Just been reading this topic and think you are wasting your money if you are heating the van and using dehumidifiers vans are meant to breath thats what the vents are for you not just for letting old farts out, you will get more moisture out of your home than the van yes you will get damp air but it also gets plenty of dry also, so where is the point of heating the van and using humidifiers with so much ventilation would be differant if you could hermetically seal it


----------



## Drew (May 30, 2005)

Hi Jonse,

Whilst I respect your thoughts, can you please explain why:

Both CC & C&C clubs, MMM and other magazines suggest that you place bowls of salt in our vehicles to absorb moisture during the winter months.

My vehicle is a 2008 Autosleeper & fully sealed other than the original vents. Our clothing and bedding are left in the van at all times except when removed to be cleaned. 

Drew


----------



## NicknClair (May 18, 2006)

Bit late but have to agree with Clive on leaving the van on EHU on low setting when parked up.
If your van isn't equipped with Electric feature, then we could be here all day suggesting things and sharing ideas (no harm in that at all ;-) ). Oil filled rads do work, but they have the risk of leaking (certainly the lower end of the market). Modern Fan heaters also do have more safety devices these days, but they can have issues such as noise etc etc.
It just depends on how you use the van and whether it is a long term van and worth investing in upgrading the heating to include the mains feature and whether or not you wild camp alot in extreme climates.
Have been very happy in changing the Truma to a Webasto Diesel/Electric system. When van is at storage unit, it's left at 8deg internal setting, which maintains the whole van at that temperature. When "Wilding", don't have to panic about gas use (which I did suffer with last November/December before I changed the unit).

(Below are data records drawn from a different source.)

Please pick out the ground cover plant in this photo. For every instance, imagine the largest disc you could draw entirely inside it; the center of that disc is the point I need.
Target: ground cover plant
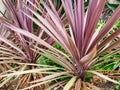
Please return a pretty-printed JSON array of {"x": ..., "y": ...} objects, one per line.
[{"x": 52, "y": 44}]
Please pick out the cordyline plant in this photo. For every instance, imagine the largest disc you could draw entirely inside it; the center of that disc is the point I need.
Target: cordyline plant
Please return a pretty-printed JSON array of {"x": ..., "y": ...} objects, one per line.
[{"x": 64, "y": 22}]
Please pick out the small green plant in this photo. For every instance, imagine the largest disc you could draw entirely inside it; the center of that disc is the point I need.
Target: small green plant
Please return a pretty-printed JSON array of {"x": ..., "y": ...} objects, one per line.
[{"x": 68, "y": 25}]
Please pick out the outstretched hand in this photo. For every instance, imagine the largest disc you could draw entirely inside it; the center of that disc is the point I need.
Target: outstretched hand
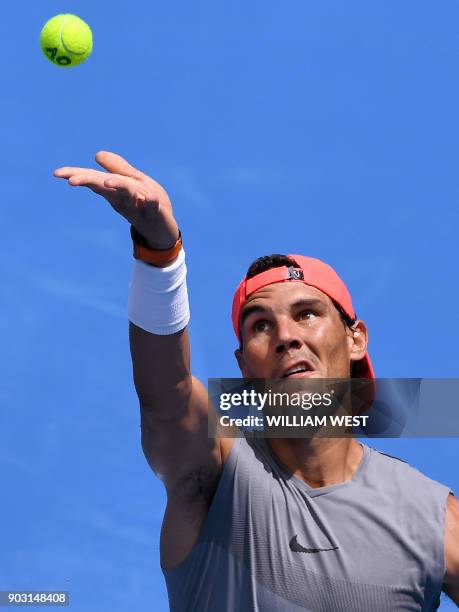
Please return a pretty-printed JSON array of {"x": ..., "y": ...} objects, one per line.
[{"x": 133, "y": 194}]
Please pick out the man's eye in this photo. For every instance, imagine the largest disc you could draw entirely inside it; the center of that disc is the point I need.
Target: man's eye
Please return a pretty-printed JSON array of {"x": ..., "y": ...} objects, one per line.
[
  {"x": 260, "y": 325},
  {"x": 306, "y": 314}
]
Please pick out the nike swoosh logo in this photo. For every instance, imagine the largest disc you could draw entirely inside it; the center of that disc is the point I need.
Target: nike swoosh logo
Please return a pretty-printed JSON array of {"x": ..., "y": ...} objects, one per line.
[{"x": 293, "y": 544}]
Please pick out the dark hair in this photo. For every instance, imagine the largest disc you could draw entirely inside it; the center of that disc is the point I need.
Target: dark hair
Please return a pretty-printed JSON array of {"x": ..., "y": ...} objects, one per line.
[{"x": 277, "y": 260}]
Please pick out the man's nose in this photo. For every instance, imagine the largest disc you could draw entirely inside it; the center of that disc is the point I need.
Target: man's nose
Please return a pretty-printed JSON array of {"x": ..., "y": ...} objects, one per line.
[{"x": 287, "y": 335}]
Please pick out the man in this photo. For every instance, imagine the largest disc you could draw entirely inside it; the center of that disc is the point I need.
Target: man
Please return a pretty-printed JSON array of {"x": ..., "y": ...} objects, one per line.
[{"x": 279, "y": 524}]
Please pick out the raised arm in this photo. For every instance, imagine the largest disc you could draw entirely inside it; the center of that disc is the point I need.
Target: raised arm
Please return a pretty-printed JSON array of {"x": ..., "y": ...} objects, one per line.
[
  {"x": 173, "y": 403},
  {"x": 451, "y": 582}
]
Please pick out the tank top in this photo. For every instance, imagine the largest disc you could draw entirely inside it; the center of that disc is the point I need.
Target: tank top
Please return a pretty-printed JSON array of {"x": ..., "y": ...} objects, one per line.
[{"x": 272, "y": 543}]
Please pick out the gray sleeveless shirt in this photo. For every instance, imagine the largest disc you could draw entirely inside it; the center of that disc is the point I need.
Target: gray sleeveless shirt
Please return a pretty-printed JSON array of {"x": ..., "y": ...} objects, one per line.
[{"x": 272, "y": 543}]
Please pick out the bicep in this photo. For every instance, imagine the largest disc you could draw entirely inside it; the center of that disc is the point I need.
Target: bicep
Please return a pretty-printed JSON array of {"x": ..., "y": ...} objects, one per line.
[
  {"x": 179, "y": 448},
  {"x": 451, "y": 582}
]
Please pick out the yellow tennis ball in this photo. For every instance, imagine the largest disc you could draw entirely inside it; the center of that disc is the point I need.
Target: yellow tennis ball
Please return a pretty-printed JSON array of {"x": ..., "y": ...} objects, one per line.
[{"x": 66, "y": 40}]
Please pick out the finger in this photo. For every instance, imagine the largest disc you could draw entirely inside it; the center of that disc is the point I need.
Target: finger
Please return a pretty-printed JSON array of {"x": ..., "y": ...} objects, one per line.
[
  {"x": 116, "y": 164},
  {"x": 86, "y": 177},
  {"x": 67, "y": 171},
  {"x": 127, "y": 186}
]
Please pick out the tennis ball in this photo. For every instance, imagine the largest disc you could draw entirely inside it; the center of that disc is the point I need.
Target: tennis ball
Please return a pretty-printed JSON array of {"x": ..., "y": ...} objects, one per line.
[{"x": 66, "y": 40}]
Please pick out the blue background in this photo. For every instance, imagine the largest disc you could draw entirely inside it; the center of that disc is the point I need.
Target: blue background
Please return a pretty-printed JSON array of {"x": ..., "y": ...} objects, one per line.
[{"x": 328, "y": 129}]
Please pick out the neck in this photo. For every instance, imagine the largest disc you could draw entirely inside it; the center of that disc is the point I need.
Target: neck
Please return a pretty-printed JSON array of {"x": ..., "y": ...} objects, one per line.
[{"x": 319, "y": 461}]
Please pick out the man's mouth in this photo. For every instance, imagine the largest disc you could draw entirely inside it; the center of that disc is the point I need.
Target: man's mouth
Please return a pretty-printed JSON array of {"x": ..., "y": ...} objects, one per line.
[{"x": 299, "y": 369}]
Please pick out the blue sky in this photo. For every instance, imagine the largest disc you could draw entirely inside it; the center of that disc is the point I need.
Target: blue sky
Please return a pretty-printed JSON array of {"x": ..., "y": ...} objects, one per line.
[{"x": 327, "y": 129}]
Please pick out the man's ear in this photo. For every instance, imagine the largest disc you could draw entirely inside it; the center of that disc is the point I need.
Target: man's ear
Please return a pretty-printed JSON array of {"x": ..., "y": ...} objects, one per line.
[
  {"x": 358, "y": 341},
  {"x": 241, "y": 363}
]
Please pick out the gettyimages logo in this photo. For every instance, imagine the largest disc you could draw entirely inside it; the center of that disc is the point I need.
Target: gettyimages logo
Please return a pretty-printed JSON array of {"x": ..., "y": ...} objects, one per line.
[{"x": 311, "y": 407}]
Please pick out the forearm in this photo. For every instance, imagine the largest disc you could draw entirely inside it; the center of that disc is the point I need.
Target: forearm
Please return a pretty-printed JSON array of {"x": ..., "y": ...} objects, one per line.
[
  {"x": 161, "y": 368},
  {"x": 159, "y": 313}
]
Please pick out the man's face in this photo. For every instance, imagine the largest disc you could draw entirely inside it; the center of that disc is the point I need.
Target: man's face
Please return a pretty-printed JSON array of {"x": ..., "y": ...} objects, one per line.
[{"x": 291, "y": 323}]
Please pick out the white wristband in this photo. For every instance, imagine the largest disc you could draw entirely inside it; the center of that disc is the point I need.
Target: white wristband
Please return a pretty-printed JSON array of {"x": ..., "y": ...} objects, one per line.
[{"x": 158, "y": 297}]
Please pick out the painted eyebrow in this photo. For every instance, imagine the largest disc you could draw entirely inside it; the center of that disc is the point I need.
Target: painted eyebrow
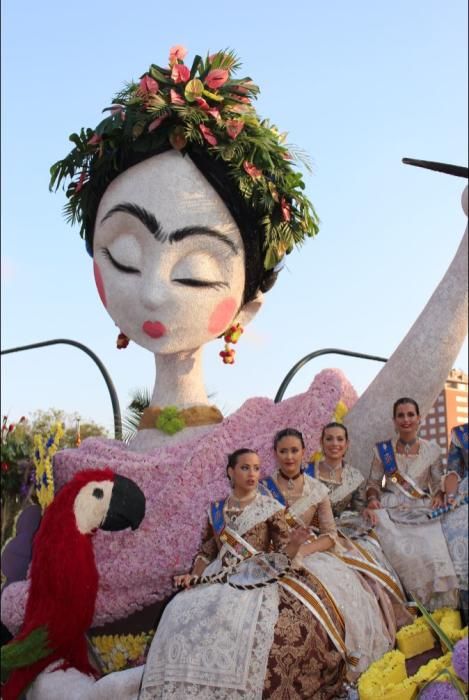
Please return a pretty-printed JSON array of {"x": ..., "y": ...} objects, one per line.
[
  {"x": 152, "y": 224},
  {"x": 182, "y": 233},
  {"x": 146, "y": 217}
]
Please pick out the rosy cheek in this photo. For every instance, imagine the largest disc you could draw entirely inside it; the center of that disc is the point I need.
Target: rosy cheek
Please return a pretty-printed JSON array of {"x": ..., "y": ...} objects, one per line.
[
  {"x": 221, "y": 316},
  {"x": 99, "y": 283}
]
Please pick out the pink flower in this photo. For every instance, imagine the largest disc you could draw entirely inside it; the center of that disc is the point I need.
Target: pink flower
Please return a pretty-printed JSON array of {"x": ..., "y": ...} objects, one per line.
[
  {"x": 252, "y": 170},
  {"x": 203, "y": 104},
  {"x": 180, "y": 73},
  {"x": 286, "y": 211},
  {"x": 234, "y": 127},
  {"x": 208, "y": 135},
  {"x": 94, "y": 140},
  {"x": 176, "y": 98},
  {"x": 147, "y": 86},
  {"x": 216, "y": 78},
  {"x": 177, "y": 53},
  {"x": 81, "y": 182},
  {"x": 156, "y": 122}
]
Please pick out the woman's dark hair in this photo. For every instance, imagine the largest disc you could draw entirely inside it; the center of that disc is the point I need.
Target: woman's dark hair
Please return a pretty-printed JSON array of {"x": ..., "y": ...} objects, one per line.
[
  {"x": 234, "y": 456},
  {"x": 334, "y": 424},
  {"x": 405, "y": 399},
  {"x": 288, "y": 432},
  {"x": 217, "y": 173}
]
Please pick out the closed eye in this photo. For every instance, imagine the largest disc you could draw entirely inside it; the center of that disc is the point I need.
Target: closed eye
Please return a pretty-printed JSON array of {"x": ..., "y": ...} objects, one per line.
[
  {"x": 119, "y": 266},
  {"x": 189, "y": 282}
]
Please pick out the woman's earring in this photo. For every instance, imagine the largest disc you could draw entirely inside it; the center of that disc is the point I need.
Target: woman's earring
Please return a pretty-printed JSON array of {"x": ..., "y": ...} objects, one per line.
[
  {"x": 232, "y": 335},
  {"x": 122, "y": 341}
]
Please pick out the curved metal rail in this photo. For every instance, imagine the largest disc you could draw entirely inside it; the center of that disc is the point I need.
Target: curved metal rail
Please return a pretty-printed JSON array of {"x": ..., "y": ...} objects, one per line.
[
  {"x": 317, "y": 353},
  {"x": 97, "y": 361}
]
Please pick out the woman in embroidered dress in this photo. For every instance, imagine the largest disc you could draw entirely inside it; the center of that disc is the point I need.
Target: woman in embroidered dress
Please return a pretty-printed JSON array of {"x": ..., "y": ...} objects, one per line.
[
  {"x": 216, "y": 641},
  {"x": 346, "y": 486},
  {"x": 414, "y": 483},
  {"x": 306, "y": 500}
]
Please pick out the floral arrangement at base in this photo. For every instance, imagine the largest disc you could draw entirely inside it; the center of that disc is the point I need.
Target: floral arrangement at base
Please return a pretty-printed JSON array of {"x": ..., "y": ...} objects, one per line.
[
  {"x": 418, "y": 637},
  {"x": 444, "y": 678},
  {"x": 44, "y": 450},
  {"x": 119, "y": 651}
]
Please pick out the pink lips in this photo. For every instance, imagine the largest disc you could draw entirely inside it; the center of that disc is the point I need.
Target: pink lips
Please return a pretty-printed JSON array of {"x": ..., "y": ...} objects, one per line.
[{"x": 154, "y": 329}]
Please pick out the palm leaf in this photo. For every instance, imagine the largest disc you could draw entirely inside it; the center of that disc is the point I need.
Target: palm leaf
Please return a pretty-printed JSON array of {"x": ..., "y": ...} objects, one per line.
[{"x": 444, "y": 639}]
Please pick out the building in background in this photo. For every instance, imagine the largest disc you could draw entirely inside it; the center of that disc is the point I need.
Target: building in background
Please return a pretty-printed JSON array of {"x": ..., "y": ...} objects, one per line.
[{"x": 449, "y": 410}]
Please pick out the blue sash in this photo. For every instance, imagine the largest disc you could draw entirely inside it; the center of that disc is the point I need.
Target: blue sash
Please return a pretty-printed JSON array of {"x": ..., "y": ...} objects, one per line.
[
  {"x": 462, "y": 433},
  {"x": 387, "y": 456},
  {"x": 218, "y": 518},
  {"x": 270, "y": 484}
]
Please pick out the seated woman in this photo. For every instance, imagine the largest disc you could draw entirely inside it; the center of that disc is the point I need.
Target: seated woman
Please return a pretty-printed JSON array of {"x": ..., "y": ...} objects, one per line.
[
  {"x": 414, "y": 483},
  {"x": 346, "y": 486},
  {"x": 454, "y": 523},
  {"x": 306, "y": 501},
  {"x": 258, "y": 640}
]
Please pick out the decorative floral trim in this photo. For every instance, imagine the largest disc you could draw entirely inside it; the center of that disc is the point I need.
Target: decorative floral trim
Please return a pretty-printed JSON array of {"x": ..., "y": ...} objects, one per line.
[
  {"x": 386, "y": 679},
  {"x": 118, "y": 651},
  {"x": 204, "y": 108},
  {"x": 44, "y": 450}
]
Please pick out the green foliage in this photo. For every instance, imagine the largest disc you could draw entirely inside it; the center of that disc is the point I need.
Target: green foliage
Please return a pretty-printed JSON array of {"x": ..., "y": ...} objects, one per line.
[
  {"x": 206, "y": 107},
  {"x": 25, "y": 652}
]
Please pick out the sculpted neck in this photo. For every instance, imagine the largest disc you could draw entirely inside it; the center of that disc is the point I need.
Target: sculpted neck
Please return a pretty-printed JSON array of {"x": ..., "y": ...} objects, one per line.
[{"x": 179, "y": 380}]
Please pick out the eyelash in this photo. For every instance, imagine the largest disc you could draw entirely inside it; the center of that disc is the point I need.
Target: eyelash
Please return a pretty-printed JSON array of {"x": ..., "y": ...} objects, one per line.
[
  {"x": 118, "y": 265},
  {"x": 200, "y": 283},
  {"x": 187, "y": 282}
]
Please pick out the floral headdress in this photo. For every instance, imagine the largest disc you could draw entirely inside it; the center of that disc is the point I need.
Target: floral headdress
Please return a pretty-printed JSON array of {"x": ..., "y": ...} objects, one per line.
[{"x": 190, "y": 109}]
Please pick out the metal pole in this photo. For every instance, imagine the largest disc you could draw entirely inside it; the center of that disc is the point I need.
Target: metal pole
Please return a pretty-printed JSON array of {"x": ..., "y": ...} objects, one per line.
[
  {"x": 326, "y": 351},
  {"x": 102, "y": 369}
]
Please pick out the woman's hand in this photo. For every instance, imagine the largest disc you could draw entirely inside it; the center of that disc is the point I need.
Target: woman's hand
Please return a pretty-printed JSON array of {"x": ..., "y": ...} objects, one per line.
[
  {"x": 369, "y": 514},
  {"x": 183, "y": 581},
  {"x": 297, "y": 538},
  {"x": 438, "y": 500}
]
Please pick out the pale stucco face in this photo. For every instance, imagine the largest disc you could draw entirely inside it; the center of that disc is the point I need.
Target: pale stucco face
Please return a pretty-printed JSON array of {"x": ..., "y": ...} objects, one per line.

When EHU is available, I switch it to a variable 1/2KW electric depending on the mains supply on the site and what I am likely to use. This also applies when the van it outside the house in the winter, again left on 8 deg but on mains EHU.

Just a point though, it isn't a cheap option, but I am keeping the van long term so feel it is worth the investment.

Rgs 

Nick


----------



## oldun (Nov 10, 2005)

The best of them all....

A simple thermostatically controlled panel heater.


- no oil, no cold air flowing around the van, no noise, much lighter than an oil heater, responds much quicker than an oil heater and, if you buy one with an immersion heater type of element, very durable.

Why are so many people so keen on the far inferior oil heater?


----------



## jonse (Nov 2, 2008)

*Heating and damp*

Hi all well like I said look at how much air is entering you van as far as i know all sky light vent Even with the blinds over and the shower rooms get good air flow so cold air in meets hot air, outcome condensation so you cant see it but its there all the same, you would need a lot of warmth to overcome the damp coming in with the air, exterior blinds would reduce some of the cold less , as others have said interior blinds just create more damp look at your van doors if Fiat then you will see louvers on the inside more air in then the fridge has floor vents .Salt yes but at what ratio for the square meter house hold salt or just commercial salt .having left a caravan out side for the last 13 years the interior is no worse for it and yet a relation used to leave a tube heater on while his was laid up his van rotted from the inside my caravan is a1984 his was1990, But its at least an amicable discussion, we will aldo our own thing In the end and only time will tell whose right  The perfect solution is to hermiticly seal It


----------